CO4. Relative Reactivity of Carbonyls
Steric hindrance, or crowdedness around the electrophile, is an important factor that influences reactivity.
- The less crowded the electrophile, the more easily it will react.
- Aldehydes are more reactive than ketones.
Crowdedness affects reactivity simply by preventing nucleophiles from easily approaching the electrophilic site in the carbonyl. If the nucleophile hits something other than the carbonyl carbon, it will probably just bounce off. It needs to collide with the carbonyl carbon in order to deliver its electrons to the right place.
Amount of positive charge on the electrophile is an important factor that influences reactivity.

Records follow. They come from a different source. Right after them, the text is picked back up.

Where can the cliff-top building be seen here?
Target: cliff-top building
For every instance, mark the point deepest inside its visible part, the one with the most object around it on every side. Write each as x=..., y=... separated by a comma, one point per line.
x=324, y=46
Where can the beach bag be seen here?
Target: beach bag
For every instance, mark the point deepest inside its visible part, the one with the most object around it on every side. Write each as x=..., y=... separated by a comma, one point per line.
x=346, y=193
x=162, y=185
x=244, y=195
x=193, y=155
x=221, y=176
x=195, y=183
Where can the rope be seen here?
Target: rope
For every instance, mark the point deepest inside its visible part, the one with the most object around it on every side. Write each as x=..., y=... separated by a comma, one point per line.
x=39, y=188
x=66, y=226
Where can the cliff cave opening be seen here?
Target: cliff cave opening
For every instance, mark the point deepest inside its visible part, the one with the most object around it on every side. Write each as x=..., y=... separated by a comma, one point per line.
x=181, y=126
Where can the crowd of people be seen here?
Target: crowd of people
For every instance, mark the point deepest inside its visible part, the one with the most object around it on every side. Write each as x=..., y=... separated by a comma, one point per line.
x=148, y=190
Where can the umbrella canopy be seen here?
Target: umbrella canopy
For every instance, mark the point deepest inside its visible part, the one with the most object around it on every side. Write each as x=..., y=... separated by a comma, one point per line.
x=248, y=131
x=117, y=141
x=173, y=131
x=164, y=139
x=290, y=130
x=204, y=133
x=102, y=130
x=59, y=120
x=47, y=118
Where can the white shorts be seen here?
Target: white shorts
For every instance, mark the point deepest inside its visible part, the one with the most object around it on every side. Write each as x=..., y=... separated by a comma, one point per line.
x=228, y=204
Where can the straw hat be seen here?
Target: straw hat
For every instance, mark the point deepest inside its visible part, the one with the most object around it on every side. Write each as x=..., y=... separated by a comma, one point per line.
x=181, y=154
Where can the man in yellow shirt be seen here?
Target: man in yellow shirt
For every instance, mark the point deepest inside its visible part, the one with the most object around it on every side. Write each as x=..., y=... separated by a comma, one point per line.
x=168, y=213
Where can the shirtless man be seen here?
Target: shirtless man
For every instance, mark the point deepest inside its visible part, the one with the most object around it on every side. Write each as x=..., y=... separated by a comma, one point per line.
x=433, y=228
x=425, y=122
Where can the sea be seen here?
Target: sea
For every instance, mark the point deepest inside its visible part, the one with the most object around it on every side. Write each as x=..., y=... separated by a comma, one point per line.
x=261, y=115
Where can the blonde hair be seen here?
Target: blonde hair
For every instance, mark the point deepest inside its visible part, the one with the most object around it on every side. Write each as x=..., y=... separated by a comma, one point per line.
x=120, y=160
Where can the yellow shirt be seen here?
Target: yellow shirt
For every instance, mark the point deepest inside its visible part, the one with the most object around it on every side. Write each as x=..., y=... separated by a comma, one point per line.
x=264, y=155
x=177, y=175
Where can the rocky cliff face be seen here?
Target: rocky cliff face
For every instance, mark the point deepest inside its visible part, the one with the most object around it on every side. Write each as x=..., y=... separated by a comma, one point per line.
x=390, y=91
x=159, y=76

- The more positive the electrophile, the more easily it will react.
Factors that place more positive charge on the carbonyl (electron withdrawing groups nearby) make the carbonyl more positive and more reactive. Factors that place additional electron density on the carbonyl (electron donors nearby) make the carbonyl less reactive.
There is another resonance structure that we can think about that illustrates the electrophilicity of a carbonyl. That structure places a full negative charge on the oxygen and a full positive charge on the carbon. This isn’t a good Lewis structure because the carbon does not have an octet. Nevertheless, when taken together with the regular Lewis structure, it suggests something real about the nature of the carbonyl: there is partial positive charge on the carbon and partial negative charge on the oxygen.
There is a general rule about cation stability on carbon atoms: a carbocation with more carbons attached to it is more stable than a carbocation with more hydrogens attached to it.
This observation is sometimes explained as an inductive effect. The positively charged carbon is more electronegative than the uncharged carbons, so it draws electrons away from them. It can polarize the neighbouring carbons, drawing some negative charge towards itself and leaving some positive charge on the other carbons. In that way, it s charge is delocalized and stabilized.
In a more sophisticated explanation, the cation becomes stabilized by a molecular orbital interaction involving the empty p orbital on the carbocation and C-H bonds on the neighbouring carbons.
A similar situation results in the partially positive carbon in the carbonyl. The carbonyl carbon in the ketone is a little more stable than the carbonyl carbon in the aldehyde.
- The partial positive charge on an aldehyde carbonyl carbon is less stable than the partial positive charge on a ketone carbonyl carbon.
- Again, aldehydes are more reactive than ketones.